Önce bana ulaştı el öpmelerden sonra’ Ne olursunuz müdürüm beni geçinebileceğim yerlerden birisine veriniz’ deyip yalvar yakar olmuştu. Bende ona ‘Sayın valimize git derdini ona anlat’ dedim.
Bir vesile o günkü Van Valimize ulaşıyor, yalvar yakar derken Valimiz bir gün beni telefonla arayarak’ Bu yer değiştirme işine önceleri hiç de iyi bakmamıştım. Ama gördüm ki bu işlem daha olumlu olmuş’ dedi.
O kişi ben oradan ayrılıncaya kadar her gün hem eşi aracılığı ile ve hem de kendisi ve aracılar vasıtası ile Milli eğitim müdürünün kapısını aşındırıyordu.
Sonuç yine merkeze tayini çıktı.
Alparslan (Ernis) İlk Öğretmen okulundan söz ederken 1957 mezunlarından çok değerli dost, okumayı seven, ilkeli, ahlaklı, demokrat kendisini Van’da tanıdığım Mehdi Yıldız öğretmeni sağlık ve huzur içinde görmek istiyorum.
Değerli dostlar değerli büyüğümüz Muhterem ağabeyimiz Hanifi Işık amcamızın Van’daki hayatını yaşanmışlıklarını özetle yazmaya ve onu sizlere tanıtmaya çalıştım.
Çünkü kendisi ülkemizde ve yurt dışında da sevilen sayılan bir insandır.
Eniştemizdir hemşehrimizdir en az bir Vanlı kadar Van’a hizmet etmiş biri olduğu için onu yazmadan edemezdim. Kalemimin döndüğü kadar yazmaya çalıştım.
Muhterem ağabeyimizi bu gün burada rahmetle ve minnetle anıyorum ruhu şad mekanı cennet olsun inşallah nurlar içinde uyusun.

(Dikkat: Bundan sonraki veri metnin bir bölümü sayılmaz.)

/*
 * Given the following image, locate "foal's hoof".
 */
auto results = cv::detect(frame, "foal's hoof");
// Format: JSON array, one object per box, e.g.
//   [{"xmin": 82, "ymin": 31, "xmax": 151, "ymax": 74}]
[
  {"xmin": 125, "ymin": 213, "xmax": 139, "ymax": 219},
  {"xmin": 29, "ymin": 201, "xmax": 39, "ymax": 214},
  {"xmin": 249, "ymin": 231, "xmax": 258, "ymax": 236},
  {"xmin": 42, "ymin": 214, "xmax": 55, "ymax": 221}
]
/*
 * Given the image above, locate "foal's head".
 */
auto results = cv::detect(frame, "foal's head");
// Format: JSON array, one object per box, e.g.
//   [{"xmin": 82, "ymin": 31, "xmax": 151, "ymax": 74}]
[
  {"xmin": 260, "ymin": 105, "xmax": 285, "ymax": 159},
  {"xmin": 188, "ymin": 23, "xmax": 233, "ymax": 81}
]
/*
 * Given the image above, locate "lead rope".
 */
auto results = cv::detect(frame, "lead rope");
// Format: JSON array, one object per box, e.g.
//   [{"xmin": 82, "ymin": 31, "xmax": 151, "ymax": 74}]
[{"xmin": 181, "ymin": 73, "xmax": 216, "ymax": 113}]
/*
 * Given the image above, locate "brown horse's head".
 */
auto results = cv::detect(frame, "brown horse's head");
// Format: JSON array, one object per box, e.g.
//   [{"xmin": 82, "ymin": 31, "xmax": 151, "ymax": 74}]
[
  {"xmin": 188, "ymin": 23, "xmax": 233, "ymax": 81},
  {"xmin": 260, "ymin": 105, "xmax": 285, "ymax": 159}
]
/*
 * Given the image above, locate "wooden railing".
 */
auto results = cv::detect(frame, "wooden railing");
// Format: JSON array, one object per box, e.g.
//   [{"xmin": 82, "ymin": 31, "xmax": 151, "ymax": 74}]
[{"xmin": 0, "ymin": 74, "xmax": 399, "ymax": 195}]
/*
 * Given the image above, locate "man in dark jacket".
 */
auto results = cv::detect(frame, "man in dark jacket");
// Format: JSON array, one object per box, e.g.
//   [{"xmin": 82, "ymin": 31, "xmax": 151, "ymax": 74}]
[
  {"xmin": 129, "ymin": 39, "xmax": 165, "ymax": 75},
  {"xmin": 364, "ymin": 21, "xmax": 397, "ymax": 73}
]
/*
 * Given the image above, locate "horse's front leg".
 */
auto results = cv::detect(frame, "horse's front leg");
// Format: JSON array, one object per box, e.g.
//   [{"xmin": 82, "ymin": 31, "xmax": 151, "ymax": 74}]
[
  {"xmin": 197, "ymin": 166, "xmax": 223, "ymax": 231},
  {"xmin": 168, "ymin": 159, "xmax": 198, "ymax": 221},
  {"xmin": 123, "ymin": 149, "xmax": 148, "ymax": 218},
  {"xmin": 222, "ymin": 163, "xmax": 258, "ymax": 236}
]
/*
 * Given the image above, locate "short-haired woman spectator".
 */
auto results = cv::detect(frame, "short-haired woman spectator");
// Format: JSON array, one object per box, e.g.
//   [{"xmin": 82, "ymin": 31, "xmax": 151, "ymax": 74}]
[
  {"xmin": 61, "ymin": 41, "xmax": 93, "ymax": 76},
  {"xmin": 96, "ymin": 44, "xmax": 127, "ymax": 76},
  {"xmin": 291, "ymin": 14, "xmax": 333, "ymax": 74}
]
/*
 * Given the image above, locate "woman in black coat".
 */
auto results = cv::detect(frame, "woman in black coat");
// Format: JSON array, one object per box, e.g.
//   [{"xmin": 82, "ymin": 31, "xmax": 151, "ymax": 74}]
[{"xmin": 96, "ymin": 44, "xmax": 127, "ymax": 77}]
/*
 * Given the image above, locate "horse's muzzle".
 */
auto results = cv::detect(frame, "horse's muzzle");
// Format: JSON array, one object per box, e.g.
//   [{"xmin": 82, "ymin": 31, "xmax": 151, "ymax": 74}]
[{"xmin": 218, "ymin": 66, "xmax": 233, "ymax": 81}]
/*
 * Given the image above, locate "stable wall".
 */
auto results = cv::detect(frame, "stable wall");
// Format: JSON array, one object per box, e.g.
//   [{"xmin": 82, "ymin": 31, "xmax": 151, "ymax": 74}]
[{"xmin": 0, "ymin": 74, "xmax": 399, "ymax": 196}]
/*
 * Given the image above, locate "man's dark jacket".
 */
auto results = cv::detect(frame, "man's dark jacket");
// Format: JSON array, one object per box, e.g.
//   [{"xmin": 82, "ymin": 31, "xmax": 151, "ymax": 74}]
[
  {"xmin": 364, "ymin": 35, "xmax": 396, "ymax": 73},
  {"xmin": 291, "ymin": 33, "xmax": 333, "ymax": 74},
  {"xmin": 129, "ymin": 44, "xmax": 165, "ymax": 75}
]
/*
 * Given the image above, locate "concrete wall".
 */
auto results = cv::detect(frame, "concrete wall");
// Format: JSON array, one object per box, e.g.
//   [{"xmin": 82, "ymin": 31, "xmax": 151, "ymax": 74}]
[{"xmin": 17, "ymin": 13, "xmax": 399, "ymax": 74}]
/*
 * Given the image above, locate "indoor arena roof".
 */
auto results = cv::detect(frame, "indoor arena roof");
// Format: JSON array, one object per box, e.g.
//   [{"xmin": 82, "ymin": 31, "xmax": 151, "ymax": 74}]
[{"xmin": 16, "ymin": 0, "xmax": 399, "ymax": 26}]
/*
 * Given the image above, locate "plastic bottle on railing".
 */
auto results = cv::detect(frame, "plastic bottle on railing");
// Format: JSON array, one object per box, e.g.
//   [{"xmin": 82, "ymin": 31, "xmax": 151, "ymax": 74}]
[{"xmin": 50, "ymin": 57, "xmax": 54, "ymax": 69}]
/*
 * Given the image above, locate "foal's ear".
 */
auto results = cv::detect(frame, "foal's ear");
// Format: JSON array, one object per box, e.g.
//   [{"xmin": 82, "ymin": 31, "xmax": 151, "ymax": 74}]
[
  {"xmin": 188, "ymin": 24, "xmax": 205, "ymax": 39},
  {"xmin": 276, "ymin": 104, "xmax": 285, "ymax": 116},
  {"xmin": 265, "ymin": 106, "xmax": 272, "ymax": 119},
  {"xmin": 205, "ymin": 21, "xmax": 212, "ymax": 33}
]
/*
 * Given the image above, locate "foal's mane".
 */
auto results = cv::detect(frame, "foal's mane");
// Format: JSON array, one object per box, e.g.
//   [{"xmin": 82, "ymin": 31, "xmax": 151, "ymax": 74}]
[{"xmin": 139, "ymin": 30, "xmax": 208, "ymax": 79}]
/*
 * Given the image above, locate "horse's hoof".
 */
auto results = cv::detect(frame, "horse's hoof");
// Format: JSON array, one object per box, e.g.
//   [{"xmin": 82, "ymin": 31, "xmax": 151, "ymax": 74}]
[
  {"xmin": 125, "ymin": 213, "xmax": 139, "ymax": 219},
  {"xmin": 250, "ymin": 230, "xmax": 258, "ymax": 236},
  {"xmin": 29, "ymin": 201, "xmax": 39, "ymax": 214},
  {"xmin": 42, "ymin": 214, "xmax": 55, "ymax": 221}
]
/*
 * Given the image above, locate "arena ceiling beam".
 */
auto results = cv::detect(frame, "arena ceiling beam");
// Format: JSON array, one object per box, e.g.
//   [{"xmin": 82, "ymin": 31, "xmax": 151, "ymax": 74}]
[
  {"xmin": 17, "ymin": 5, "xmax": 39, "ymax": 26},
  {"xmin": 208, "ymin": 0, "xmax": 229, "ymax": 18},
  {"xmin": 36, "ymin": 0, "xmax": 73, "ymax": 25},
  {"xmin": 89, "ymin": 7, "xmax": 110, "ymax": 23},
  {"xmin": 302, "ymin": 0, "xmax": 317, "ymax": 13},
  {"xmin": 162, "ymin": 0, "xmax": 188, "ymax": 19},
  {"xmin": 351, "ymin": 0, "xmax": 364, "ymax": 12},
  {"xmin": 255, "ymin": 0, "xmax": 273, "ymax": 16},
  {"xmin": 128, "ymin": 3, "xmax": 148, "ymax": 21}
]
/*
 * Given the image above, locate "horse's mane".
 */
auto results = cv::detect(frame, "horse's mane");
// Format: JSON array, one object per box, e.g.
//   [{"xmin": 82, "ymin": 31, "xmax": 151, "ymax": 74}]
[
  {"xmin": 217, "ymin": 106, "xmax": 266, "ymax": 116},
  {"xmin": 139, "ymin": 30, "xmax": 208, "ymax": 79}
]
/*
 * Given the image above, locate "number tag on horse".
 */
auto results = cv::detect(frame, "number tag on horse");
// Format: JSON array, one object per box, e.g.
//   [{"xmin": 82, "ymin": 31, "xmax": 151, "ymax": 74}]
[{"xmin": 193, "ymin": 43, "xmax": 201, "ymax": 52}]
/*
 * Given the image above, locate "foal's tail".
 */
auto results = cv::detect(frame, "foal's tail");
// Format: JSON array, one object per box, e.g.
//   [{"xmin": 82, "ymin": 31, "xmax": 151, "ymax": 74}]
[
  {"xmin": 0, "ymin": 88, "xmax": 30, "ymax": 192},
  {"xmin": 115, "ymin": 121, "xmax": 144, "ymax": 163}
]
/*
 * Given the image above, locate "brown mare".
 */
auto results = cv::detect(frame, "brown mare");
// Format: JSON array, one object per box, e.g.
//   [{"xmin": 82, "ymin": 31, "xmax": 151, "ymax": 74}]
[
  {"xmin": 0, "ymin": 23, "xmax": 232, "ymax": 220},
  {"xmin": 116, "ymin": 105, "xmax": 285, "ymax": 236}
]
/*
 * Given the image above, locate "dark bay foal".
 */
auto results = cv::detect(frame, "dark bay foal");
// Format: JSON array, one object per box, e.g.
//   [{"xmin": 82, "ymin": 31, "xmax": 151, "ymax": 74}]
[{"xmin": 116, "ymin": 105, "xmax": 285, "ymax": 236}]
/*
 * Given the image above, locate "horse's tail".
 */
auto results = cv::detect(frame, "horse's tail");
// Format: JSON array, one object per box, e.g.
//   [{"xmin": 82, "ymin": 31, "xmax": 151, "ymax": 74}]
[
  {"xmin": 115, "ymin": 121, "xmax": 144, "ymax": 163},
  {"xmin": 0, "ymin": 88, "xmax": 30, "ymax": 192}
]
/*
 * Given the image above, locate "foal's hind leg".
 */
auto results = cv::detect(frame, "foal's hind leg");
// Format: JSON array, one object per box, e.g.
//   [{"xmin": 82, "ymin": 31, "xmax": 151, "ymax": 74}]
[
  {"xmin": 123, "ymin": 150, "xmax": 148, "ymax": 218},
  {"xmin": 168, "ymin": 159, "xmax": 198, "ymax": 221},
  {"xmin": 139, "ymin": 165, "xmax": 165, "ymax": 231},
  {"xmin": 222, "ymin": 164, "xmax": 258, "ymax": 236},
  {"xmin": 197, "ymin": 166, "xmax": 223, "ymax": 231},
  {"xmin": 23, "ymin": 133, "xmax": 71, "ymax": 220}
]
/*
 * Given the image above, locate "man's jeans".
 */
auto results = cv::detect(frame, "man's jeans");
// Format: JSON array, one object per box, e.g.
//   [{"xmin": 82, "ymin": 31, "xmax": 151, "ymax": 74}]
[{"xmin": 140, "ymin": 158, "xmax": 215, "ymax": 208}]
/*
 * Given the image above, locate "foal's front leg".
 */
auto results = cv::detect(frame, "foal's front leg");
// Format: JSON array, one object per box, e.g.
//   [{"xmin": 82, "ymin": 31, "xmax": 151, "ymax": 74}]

‘Artık demir almak günü gelmişse zamandan meçhule giden bir gemi kalkar bu limandan, hiç yolcusu yokmuş gibi sessizce alır yol, sallanmaz o kalkışta ne bir mendil ne de bir kol..’.
Işık ve Özgüner aileleri ile sevenlerine de baş sağlığı diliyorum.
Son.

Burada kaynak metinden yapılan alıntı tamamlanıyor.